La santé végétale se retrouve ainsi au cœur d’enjeux qui dépassent désormais la compétence des biologistes. Ces épisodes, et probablement d’autres auxquels il faut se préparer, fragilisent les outils d’évaluation et de gestion du risque, tant dans le cas d’événements accidentels (que cherche à limiter la réglementation phytosanitaire, davantage centrée sur la composante biologique du risque) que dans celui d’actes malveillants (que cherchent à limiter les mesures de contrôle de matériel à double usage, davantage orientées vers la composante humaine du risque).

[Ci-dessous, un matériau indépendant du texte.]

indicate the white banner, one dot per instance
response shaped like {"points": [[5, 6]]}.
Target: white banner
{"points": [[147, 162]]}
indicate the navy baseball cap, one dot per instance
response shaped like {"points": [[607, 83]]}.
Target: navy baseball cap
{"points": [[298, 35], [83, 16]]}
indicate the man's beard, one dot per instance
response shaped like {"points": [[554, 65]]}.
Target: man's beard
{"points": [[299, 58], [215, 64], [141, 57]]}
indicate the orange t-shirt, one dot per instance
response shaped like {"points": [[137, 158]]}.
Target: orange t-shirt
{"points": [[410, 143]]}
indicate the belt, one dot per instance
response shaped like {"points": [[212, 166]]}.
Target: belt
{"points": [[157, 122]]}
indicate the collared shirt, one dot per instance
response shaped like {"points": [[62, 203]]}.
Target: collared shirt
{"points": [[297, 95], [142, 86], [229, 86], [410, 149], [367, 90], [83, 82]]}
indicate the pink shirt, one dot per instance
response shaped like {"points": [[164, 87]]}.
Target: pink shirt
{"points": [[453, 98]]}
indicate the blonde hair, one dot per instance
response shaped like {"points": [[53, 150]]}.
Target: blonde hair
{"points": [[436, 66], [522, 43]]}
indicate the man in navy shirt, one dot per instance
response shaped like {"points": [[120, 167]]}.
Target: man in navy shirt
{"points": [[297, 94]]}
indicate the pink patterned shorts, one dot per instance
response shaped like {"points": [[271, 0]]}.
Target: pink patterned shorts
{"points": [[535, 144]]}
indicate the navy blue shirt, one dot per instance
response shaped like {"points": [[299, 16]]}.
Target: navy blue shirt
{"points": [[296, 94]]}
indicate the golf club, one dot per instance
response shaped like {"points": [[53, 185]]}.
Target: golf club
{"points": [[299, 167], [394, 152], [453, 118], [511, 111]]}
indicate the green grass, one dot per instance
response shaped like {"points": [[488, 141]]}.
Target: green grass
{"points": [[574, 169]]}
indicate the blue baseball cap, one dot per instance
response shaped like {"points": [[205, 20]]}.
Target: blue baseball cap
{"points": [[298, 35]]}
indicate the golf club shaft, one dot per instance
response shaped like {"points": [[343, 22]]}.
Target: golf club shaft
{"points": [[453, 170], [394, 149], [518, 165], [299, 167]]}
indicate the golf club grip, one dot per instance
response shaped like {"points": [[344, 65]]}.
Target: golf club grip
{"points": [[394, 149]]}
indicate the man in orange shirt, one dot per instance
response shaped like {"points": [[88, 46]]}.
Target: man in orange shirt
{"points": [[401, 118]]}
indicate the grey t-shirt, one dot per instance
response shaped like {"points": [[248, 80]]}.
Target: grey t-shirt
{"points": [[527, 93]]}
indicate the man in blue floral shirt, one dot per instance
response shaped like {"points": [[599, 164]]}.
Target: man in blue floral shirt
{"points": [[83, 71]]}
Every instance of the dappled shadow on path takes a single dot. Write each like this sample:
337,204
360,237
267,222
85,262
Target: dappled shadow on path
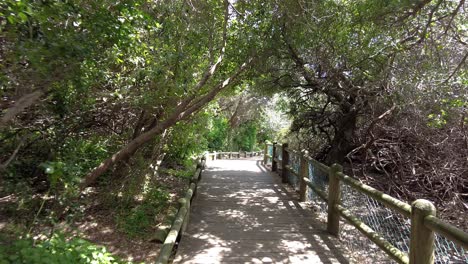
243,214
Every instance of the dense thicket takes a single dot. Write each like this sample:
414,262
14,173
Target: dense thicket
97,93
381,86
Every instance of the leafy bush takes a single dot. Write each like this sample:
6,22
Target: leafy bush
58,249
137,222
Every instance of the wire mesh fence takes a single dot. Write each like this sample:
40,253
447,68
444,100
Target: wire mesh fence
391,225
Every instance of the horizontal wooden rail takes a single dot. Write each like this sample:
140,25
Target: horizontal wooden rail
422,212
447,230
386,246
316,189
379,196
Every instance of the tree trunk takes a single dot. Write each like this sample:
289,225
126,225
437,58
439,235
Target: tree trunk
342,142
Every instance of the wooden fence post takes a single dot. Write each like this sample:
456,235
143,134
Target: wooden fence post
422,238
274,164
333,222
284,163
304,173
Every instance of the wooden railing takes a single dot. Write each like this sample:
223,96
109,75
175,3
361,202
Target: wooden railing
182,217
424,223
230,155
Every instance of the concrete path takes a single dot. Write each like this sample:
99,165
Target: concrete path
243,214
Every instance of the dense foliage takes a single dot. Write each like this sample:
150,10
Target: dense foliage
97,96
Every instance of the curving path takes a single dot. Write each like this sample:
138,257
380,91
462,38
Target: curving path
243,214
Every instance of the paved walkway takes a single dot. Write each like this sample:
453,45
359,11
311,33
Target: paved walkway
242,214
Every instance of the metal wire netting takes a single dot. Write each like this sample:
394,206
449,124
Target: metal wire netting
391,225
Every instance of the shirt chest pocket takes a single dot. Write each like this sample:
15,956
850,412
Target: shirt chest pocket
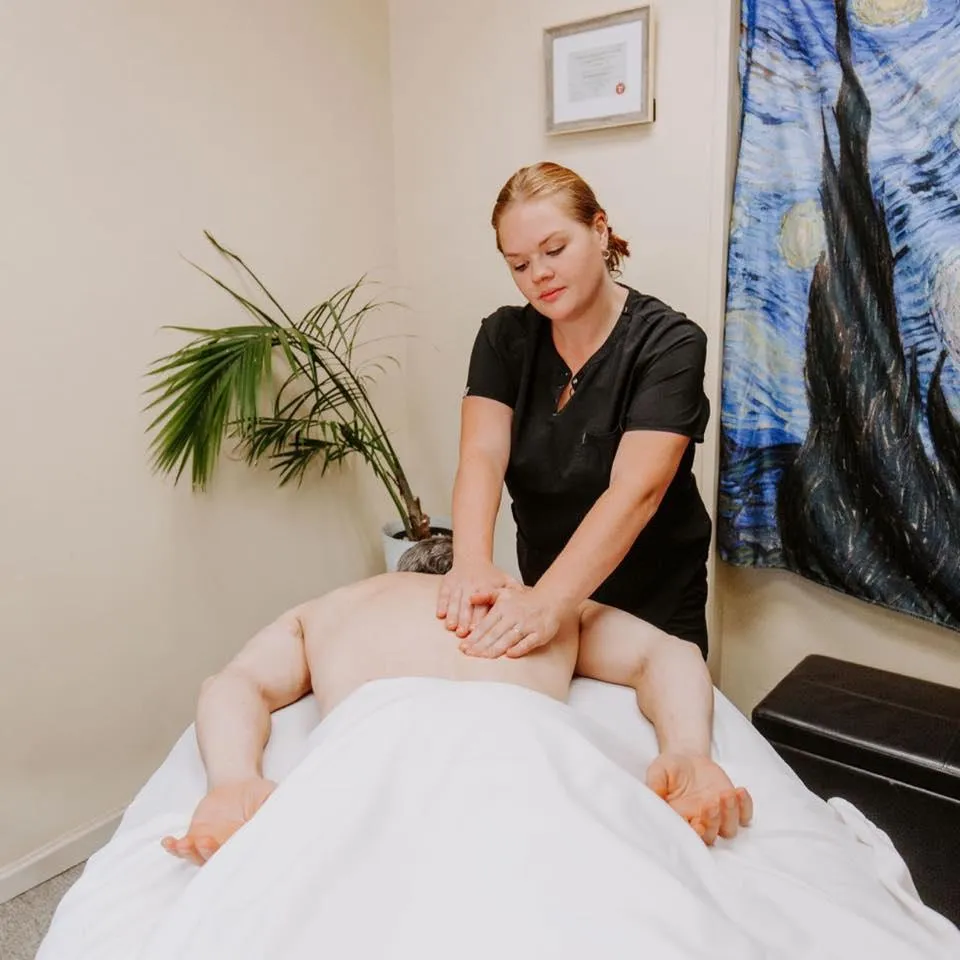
593,459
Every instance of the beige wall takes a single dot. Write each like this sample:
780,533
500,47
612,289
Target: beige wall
127,130
470,113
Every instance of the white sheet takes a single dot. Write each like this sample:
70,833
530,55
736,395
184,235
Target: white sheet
440,794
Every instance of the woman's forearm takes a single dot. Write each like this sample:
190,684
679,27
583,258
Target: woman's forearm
596,547
476,500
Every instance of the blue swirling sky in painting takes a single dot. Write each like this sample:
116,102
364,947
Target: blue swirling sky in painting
907,56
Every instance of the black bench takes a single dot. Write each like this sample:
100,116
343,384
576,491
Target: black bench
887,743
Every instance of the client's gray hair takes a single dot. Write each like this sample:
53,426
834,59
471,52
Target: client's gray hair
433,555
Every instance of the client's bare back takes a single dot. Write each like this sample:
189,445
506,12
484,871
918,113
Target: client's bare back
387,627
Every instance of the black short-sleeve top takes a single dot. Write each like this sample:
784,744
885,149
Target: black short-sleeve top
648,375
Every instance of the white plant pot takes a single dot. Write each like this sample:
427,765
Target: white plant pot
394,546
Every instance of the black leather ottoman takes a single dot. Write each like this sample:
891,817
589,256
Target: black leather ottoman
891,746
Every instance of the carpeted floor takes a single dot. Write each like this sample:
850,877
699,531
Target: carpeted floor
25,919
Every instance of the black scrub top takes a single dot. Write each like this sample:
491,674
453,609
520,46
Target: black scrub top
648,375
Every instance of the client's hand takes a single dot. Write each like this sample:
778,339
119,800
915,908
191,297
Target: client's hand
699,790
219,815
519,621
464,581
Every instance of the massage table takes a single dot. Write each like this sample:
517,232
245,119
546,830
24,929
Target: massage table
817,878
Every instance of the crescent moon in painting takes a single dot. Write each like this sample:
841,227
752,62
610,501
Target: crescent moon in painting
888,13
802,235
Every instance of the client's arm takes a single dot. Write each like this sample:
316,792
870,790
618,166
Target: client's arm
675,692
233,726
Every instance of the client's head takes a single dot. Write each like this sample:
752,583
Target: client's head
433,555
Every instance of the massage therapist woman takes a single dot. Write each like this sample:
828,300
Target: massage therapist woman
587,403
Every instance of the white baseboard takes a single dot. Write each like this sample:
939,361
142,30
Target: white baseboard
58,855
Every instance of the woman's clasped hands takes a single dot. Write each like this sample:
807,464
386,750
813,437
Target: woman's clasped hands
493,614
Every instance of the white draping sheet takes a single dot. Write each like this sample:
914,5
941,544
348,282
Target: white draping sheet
427,818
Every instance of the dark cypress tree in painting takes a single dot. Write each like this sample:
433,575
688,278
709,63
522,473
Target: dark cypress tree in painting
865,507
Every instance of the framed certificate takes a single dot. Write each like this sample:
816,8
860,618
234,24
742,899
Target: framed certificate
599,72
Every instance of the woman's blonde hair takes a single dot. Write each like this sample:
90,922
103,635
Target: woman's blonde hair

En 2008, le premier bilan de la problématique agroterroriste pour la France et l’Europe s’était accompagné d’un appel à renforcer les dispositifs d’épidémiosurveillance. Depuis, plusieurs instances spécialisées sont actives dans l’analyse des menaces, quelle que soit leur nature, tant au niveau national (Comité d’experts spécialisé « Risques biologiques pour la santé des végétaux » de l’Anses, plateforme d’épidémiosurveillance DGAL-Inrae-Anses, etc.) qu’européen (OEPP, panel Efsa, etc.). Les organisations chargées de défense et de sécurité, longtemps éloignées des enjeux agricoles, sont désormais sensibilisées (Secrétariat général de la défense et de la sécurité nationale, plan Piratox, FAO, Interpol, etc.). La coordination de ces institutions constitue une barrière contre tout type d’instrumentalisation : elle renforce l’engagement déontologique des acteurs chargés de l’évaluation et de la gestion des risques et les incite à rester vigilants face au lawfare appliqué à la santé des végétaux.

  1. Suffert F., Latxague E., Sache I., “Plant pathogens as agroterrorist weapons : assessment of the threat for european agriculture and forestry”, in Food Security, 1, 221-232, 2009. Suffert F., “Characterization of the threat resulting from plant pathogens use as anti-crop bioweapons: an EU perspective on agroterrorism”, in Gullino ML., Stack J., Fletcher J., Mumford J. (Eds.), Practical Tools for Plant and Food Biosecurity, Springer, p. 31-60, 2017.
  2. Accord SPS de l’OMC et Convention Internationale pour la Protection des Végétaux, CIPV.